Someone popped a champagne cork. Probably Mueller or Shotwell. The cork hit the command module window and bounced back into my lap. I picked it up and for a moment held it over my chest, near the old Star of David medal. For no particular reason, I decided to keep it. Might be a thing to give a grandkid, someday.
“Ready to celebrate?” I called.
Champagne got messy in 0g. Unless we all drank very quickly.
I took one last look at the exhaust gases disappearing into the void. For a moment, one brief second at the edge of my ability to perceive changes, the gases seemed to take the shape of a wolf.
The Wolf gasped, dead and undead, changing but not yet ready to complete the change. The ape pulled the spear out of its heart and began cutting at the Wolf’s belly, spilling the Wolf’s intestines, as the ape prepared to strip its hide. Without the benefit of lungs, the Wolf spoke.
“I accept your spear as answer. You win the challenge. Yet I ask you the same question I asked the People after the Covenant of the Night of the First Fire. Will you send your children to me when I come again? When there is safety by the Fire and the land is fat and there is no need to face me? Will you still send them against me in whatever form I take?”
The ape clutched the Wolf’s heart in its hands and held it aloft. Even in the dark and the mist the organ was bright red. The other apes in the cave cheered and a few more of them emerged from the cave, though they were still distant.
“The answer is as it ever was. We are not fooled for Fire fades. That is as true now as it was on the night of the Covenant, when in Defeating your Dark we ceased to be what we were and became the People. Even now, we remember that the thing which we are is not in the Fire but the Making of Fire. When you question, I will send my children in answer. When you challenge, my children will challenge you. Whatever form you take, we will Defeat you.”

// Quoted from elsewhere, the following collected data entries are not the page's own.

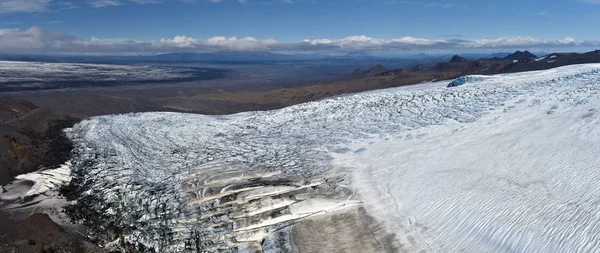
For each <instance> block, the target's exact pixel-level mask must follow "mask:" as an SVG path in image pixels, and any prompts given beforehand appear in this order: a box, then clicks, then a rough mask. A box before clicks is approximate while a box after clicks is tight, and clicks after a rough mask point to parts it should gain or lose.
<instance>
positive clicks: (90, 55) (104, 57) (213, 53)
mask: <svg viewBox="0 0 600 253" xmlns="http://www.w3.org/2000/svg"><path fill="white" fill-rule="evenodd" d="M506 55H508V53H507V54H503V53H499V54H487V55H486V54H468V55H464V56H463V57H465V58H469V59H473V58H478V57H490V58H491V57H504V56H506ZM451 56H452V55H439V54H438V55H429V54H417V55H406V56H391V55H390V56H381V55H372V54H369V53H368V52H362V51H358V52H349V53H347V54H344V55H327V54H320V53H307V54H303V53H298V54H282V53H271V52H240V51H227V52H214V53H196V52H176V53H166V54H157V55H130V56H103V55H77V56H74V55H24V54H7V55H0V60H8V61H29V62H32V61H39V62H70V63H114V64H119V63H136V62H142V63H145V62H156V63H192V62H216V63H219V62H238V63H252V62H257V63H261V62H263V63H264V62H293V61H349V60H351V61H362V60H377V59H381V60H384V59H388V60H393V59H406V60H421V61H426V62H432V63H435V62H441V61H444V60H445V59H449V58H450V57H451Z"/></svg>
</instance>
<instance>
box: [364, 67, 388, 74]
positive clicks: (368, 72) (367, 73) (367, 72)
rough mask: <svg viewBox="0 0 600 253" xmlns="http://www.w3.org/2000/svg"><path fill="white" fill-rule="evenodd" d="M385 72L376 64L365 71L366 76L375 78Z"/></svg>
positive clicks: (382, 68) (384, 70)
mask: <svg viewBox="0 0 600 253" xmlns="http://www.w3.org/2000/svg"><path fill="white" fill-rule="evenodd" d="M385 71H387V69H385V68H384V67H383V66H382V65H381V64H377V65H375V66H373V67H371V68H370V69H369V70H367V76H376V75H379V74H381V73H383V72H385Z"/></svg>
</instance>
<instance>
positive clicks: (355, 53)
mask: <svg viewBox="0 0 600 253" xmlns="http://www.w3.org/2000/svg"><path fill="white" fill-rule="evenodd" d="M345 56H348V57H370V56H371V55H370V54H368V53H366V52H362V51H359V52H349V53H347V54H346V55H345Z"/></svg>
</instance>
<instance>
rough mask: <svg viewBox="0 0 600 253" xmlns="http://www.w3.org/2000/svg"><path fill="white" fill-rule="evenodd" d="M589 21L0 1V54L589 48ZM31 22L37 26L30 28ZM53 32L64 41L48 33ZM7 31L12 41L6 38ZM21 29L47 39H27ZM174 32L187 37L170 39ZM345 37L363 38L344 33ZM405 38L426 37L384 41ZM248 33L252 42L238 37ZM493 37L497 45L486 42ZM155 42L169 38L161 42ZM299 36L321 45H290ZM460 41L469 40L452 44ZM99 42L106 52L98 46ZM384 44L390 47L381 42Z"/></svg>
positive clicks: (479, 5) (592, 39)
mask: <svg viewBox="0 0 600 253" xmlns="http://www.w3.org/2000/svg"><path fill="white" fill-rule="evenodd" d="M596 27H600V0H546V1H542V0H532V1H529V0H528V1H524V0H521V1H516V0H504V1H500V0H491V1H481V0H454V1H436V0H434V1H414V0H349V1H340V0H289V1H286V0H259V1H253V0H246V1H239V0H221V1H209V0H88V1H66V0H0V29H1V31H0V51H3V49H2V46H1V44H2V43H5V44H11V43H12V44H14V45H13V46H11V47H7V48H8V49H4V51H27V50H59V51H60V50H67V49H68V47H67V46H65V45H66V44H67V43H76V44H77V43H79V44H78V45H79V46H80V47H87V48H88V50H90V51H102V50H107V51H110V50H115V51H127V50H130V49H131V48H132V47H133V44H131V43H134V41H135V42H136V43H138V44H136V45H138V46H142V45H143V46H144V47H143V49H140V51H143V50H150V49H152V47H151V46H150V45H151V44H152V45H154V46H153V47H154V48H158V49H156V50H157V51H174V50H175V51H176V49H181V50H185V49H190V50H192V51H193V50H199V51H205V50H208V51H210V50H221V49H230V50H238V49H241V50H263V49H264V50H268V51H274V50H291V51H296V50H299V51H315V50H316V51H318V50H327V51H331V50H334V51H335V50H340V51H350V50H360V49H365V50H367V51H368V50H383V51H385V50H392V51H394V50H409V49H411V47H410V45H412V44H415V43H416V46H415V47H414V48H412V49H414V50H417V51H418V50H428V49H436V50H437V49H440V48H449V49H456V48H466V49H469V48H475V49H488V48H492V49H493V48H513V47H515V48H516V47H520V46H530V47H534V48H535V47H538V48H547V47H551V48H552V47H564V48H574V49H575V48H586V49H587V48H594V47H596V46H598V45H600V42H599V39H600V33H599V32H597V28H596ZM31 29H35V31H34V32H30V33H27V31H32V30H31ZM2 31H4V32H2ZM56 33H60V34H61V38H58V39H57V38H56V36H54V35H52V34H56ZM40 34H41V35H40ZM9 36H11V37H18V39H19V40H17V39H13V40H14V41H9V40H11V38H8V37H9ZM25 36H32V37H36V36H37V37H39V38H38V39H39V40H41V39H45V40H46V41H33V42H31V41H25V42H27V43H24V41H23V37H25ZM178 36H179V38H180V39H181V38H183V37H182V36H185V40H176V38H177V37H178ZM216 36H224V37H226V38H228V39H231V38H232V37H234V36H235V39H236V41H232V40H227V41H225V40H221V42H214V41H213V42H214V43H212V42H211V43H209V42H207V40H208V39H210V38H213V37H216ZM350 36H365V37H361V38H358V37H357V38H358V40H357V39H351V40H349V41H348V40H344V39H345V38H348V37H350ZM407 36H410V37H411V38H418V39H423V40H427V41H420V42H418V41H417V42H415V41H413V40H401V41H391V42H390V40H394V39H401V38H406V37H407ZM42 37H43V38H42ZM245 37H252V38H254V39H256V40H257V41H258V42H255V41H250V42H249V41H248V40H246V41H240V39H241V38H245ZM92 38H94V39H92ZM219 38H220V37H219ZM500 38H504V39H505V40H504V42H503V43H498V41H495V42H494V41H492V42H490V40H498V39H500ZM506 38H512V40H506ZM565 38H568V39H567V40H565ZM33 39H35V38H33ZM161 39H165V40H168V41H167V42H168V43H170V44H168V46H165V45H164V44H161V45H158V44H157V43H159V42H160V40H161ZM317 39H321V40H320V41H316V40H317ZM571 39H572V40H571ZM48 40H50V41H48ZM57 40H58V41H57ZM63 40H71V41H70V42H69V41H67V42H64V41H63ZM128 40H131V41H128ZM272 40H275V41H276V42H273V41H272ZM304 40H309V41H310V44H311V45H317V44H318V46H317V47H308V48H307V47H306V46H302V45H301V46H294V45H296V44H299V42H302V41H304ZM457 40H460V41H466V42H472V43H463V44H460V45H458V46H457V45H456V44H455V41H457ZM357 41H358V42H357ZM100 42H102V43H104V44H106V45H105V46H107V45H109V44H110V47H112V49H110V48H108V47H107V48H105V49H102V48H101V47H100V45H99V44H100ZM222 42H223V43H222ZM435 42H444V43H441V44H440V43H435ZM481 42H486V43H483V44H482V43H481ZM524 42H526V43H525V44H523V43H524ZM35 43H37V44H35ZM82 43H87V44H85V45H86V46H81V45H80V44H82ZM127 43H129V45H124V44H127ZM143 43H146V44H143ZM219 43H220V44H219ZM243 43H246V44H244V45H241V44H243ZM361 43H362V44H361ZM386 43H388V44H389V43H391V44H394V43H395V44H394V45H395V46H392V47H389V48H386V47H383V46H382V45H383V44H386ZM398 43H402V46H398ZM511 43H512V44H511ZM18 44H21V46H20V47H21V48H19V45H18ZM23 44H30V45H29V48H27V47H26V46H24V45H23ZM33 44H35V45H33ZM41 44H43V45H41ZM57 44H61V45H57ZM217 44H219V45H217ZM234 44H235V45H234ZM276 44H277V46H274V45H276ZM279 44H281V45H279ZM300 44H302V43H300ZM304 44H306V43H304ZM442 44H443V46H442ZM513 44H514V45H513ZM36 45H37V46H38V47H35V46H36ZM90 45H92V46H90ZM157 45H158V46H157ZM199 45H200V46H199ZM206 45H210V46H208V47H207V46H206ZM282 45H283V46H282ZM332 45H335V47H333V46H332ZM432 45H433V46H432ZM474 45H475V46H474ZM428 46H429V47H428ZM40 48H41V49H40ZM299 48H302V49H299ZM84 49H85V48H78V49H76V50H75V51H82V52H83V51H85V50H84ZM136 50H137V49H136ZM67 51H68V50H67Z"/></svg>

The Wolf felt its head being cut from its body.
“One day, you will not,” it whispered, “One day the Fire will be too bright, too comforting and too dazzling to leave. The land will be too fat and life will be too easy. Your children will grow weak and foolish and I will be too dangerous to confront. And I will wait as the Fire dwindles and I will remember the Covenant even as they forget the Making of Fire. I will wait as the fat chokes them. When I question, none will know to answer. When I challenge, none will stand opposed. I will have you then. I need only be Forever. I need only be what I am.”
The ape threw the bloody hide of the Wolf over itself like a cloak. The ape’s people surrounded it, leading it toward the fire and the cave, dancing and singing the old songs. The songs of the stars that had guided them to this new land. The songs of the making of things. The songs of the Covenant of the Night of the First Fire. And the new song of the Death of the Wolf.
“Perhaps,” said the ape, “but that day is not this day.”